実はこの番組、イスラエル側の女たちにも大人気の女スパイ版メロドラマ。将校は青年に脚本を変えろと圧力をかけ、青年は脚本家なりたさに圧力に従っていく……。
あらすじを書き出すとえらく不自然な話なのに、画面を見ると脱力系のテンポと細かなユーモアが実に秀逸で、ラストシーンぎりぎりまで絶妙の手腕で見る者を離さない。見終えるなり、一本とられたと額をたたくこと請け合いなのである。

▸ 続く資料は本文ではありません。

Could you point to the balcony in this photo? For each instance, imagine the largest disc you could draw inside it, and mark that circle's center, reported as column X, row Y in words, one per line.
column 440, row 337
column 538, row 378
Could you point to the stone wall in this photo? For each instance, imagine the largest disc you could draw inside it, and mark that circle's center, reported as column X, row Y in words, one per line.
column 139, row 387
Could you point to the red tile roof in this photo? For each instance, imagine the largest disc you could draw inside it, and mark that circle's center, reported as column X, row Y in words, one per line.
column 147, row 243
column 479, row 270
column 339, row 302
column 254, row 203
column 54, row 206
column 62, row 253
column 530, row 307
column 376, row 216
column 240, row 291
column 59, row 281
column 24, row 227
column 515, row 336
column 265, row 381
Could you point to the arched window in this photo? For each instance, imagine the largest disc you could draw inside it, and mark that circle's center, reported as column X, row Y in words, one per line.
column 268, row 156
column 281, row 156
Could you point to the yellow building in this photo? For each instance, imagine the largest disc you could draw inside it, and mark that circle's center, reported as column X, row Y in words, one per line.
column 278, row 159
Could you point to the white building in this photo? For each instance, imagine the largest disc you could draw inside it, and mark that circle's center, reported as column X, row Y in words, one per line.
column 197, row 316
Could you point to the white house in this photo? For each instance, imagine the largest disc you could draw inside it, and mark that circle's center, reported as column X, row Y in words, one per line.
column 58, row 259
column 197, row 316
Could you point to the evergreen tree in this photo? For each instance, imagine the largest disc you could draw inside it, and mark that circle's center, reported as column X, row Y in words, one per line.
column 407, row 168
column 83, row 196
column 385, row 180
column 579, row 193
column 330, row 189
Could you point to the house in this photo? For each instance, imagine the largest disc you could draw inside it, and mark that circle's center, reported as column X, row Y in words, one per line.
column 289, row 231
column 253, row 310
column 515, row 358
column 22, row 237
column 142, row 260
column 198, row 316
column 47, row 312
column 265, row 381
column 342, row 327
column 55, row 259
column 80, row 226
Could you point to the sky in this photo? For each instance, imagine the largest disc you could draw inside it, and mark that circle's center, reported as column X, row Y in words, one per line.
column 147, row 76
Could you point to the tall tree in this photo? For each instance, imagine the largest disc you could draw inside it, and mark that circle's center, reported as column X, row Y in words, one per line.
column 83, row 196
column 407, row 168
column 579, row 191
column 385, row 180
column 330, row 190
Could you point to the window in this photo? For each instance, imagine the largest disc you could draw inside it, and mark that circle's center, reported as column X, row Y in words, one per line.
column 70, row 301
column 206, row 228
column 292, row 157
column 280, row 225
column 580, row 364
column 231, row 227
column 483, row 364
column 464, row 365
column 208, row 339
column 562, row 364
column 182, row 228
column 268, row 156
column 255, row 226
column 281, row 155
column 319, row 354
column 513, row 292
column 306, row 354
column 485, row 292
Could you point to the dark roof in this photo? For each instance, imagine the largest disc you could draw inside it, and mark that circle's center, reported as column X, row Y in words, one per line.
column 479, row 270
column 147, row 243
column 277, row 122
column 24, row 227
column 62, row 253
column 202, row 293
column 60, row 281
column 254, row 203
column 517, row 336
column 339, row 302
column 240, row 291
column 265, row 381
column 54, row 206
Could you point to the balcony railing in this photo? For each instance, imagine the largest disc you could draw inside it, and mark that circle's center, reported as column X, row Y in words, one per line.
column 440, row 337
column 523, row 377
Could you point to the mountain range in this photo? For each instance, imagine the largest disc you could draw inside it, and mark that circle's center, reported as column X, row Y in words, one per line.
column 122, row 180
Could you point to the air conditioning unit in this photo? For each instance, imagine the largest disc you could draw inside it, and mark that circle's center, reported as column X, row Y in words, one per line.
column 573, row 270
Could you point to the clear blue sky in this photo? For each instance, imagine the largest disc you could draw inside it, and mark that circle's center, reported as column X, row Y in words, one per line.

こういうユーモアに対しては伝統のユダヤ・ジョークだろうか。「ユダヤ・ジョーク 人生の塩味」(ミルトス)などもあるが、ここは「イスラエルの星新一」ともいわれるエトガル・ケレット「突然ノックの音が」(新潮社 1900円)を推したい。楽しいばかりとは限らない悲喜劇や不条理の物語で、執筆はヘブライ語だそうだが、世界中に訳されている。
実は今月末には、イスラエルの傑作映画「戦場でワルツを」のアニメ部分の作画を担当した漫画家(アサフ・ハヌカ)との共著「ピッツェリア・カミカゼ」(河出書房新社 2900円)が翻訳出版される予定だという。中身は未見だが、書名からして期待をかき立てる一冊だ。